Para demostrárselo, empleo la telequinesia para ejercitar presión sobre el contenedor con la intención de que aplaste aún más su cuerpo arruinado. Un hilo de sangre oscura le recorre la barbilla. Su grito de frustración y dolor me hace dudar. Nunca había hecho nada parecido. Siempre que he matado a un mogo lo he hecho en defensa propia y todos han muerto deprisa. Espero no haber ido demasiado lejos.
—Vais… vais a morir todos —escupe el mogo.
Estoy perdiendo el tiempo. Dudo de que vaya a descubrir nada importante de un explorador solitario. Le doy al contenedor otro empujón más y acabo con él. Luego, aparto el contenedor de la pared y recojo el sobre que yace entre el montón de cenizas mogadorianas. Lo examino: está lleno de papeles.
—¿Qué es? —me pregunta Sarah desde el callejón.
Enciendo una de mis palmas en la oscuridad para ver lo que contienen los papeles. Sostengo entre mis manos tres páginas repletas de una escritura que parece una mezcla de los jeroglíficos egipcios y los caracteres chinos. Por supuesto, está escrito en mogadoriano. Supongo que habría sido tener demasiada suerte pillar a los mogos mandando órdenes secretas en inglés. Sostengo los papeles en alto para que Sarah pueda verlos.
—¿Conoces a algún traductor de mogadoriano? —le pregunto.
De vuelta al ático, reúno a todo el mundo en el comedor para explicarles mi encuentro con los mogadorianos. Nueve me da una palmadita en la espalda cuando llego a la parte en la que mato a los tres mogos.
—Deberías haber traído al tercero aquí —me dice—. Podríamos haberle sonsacado algo bajo tortura como ellos hicieron con nosotros.
Niego con la cabeza y me vuelvo hacia Sam, que he empezado a frotarse subrepticiamente las cicatrices que tiene en las muñecas.
—Nosotros no actuamos así —recuerdo—. Somos mejores que eso.
—Esto es la guerra, Johnny —replica Nueve.
—Y eso ¿qué significa? —pregunta Marina—. ¿Saben dónde estamos?

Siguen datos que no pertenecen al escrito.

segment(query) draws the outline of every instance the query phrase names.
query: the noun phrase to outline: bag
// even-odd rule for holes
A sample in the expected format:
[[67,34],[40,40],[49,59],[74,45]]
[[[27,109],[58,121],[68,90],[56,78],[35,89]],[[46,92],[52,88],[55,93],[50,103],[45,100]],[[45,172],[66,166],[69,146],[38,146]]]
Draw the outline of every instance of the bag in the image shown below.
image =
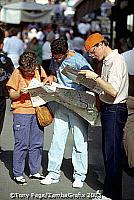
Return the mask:
[[41,126],[48,126],[53,121],[53,114],[47,105],[37,106],[35,108],[38,122]]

—Lo dudo —respondo—. Si hubieran estado aquí en Chicago por nosotros, no solo me habría encontrado a tres. Ni siquiera me han reconocido cuando me he acercado a ellos.
—Ya… Y eso que tú eres un famoso asesino de mogadorianos —dice Ocho—. Qué raro.
—Si hubieran venido por nosotros, ya habrían pasado por aquí —añade Seis—. No destacan precisamente por su sutileza. Tenemos que descubrir qué dicen estos papeles. Podría ser algún plan de invasión.
—Como en mi pesadilla —susurra Ella.
Los papeles en cuestión han pasado de mano en mano, y todo el mundo ha echado un vistazo a los símbolos incomprensibles que llenan las páginas.
Malcolm los coge, frunciendo el ceño.
—He estado mucho tiempo en cautividad, pero nunca he aprendido su lenguaje.
—Seguro que habrá algún programa traductor en el ordenador de Sandor —sugiere Nueve—. Pero no creo que entre las lenguas que traduce esté el mogadoriano.
Malcolm se acaricia la barba con la mano, sin apartar la mirada de los papeles.
—Aquí habrá patrones, como en todos los lenguajes. Podemos descifrarlos. Si me enseñáis ese programa, tal vez pueda usarlo.
Todos los que estamos en la mesa parecemos nerviosos. Es el primer contacto que tenemos con los mogadorianos desde Arkansas.
—Esto no cambia nada —digo—. Haya lo que haya en estos documentos, estoy convencido de que los mogos no quieren que lo sepamos. Eso podemos usarlo en nuestro favor. Pero, hasta que no descubramos exactamente qué contienen, seguiremos con nuestro plan original. Vayamos todos a descansar: mañana por la mañana salimos para Florida.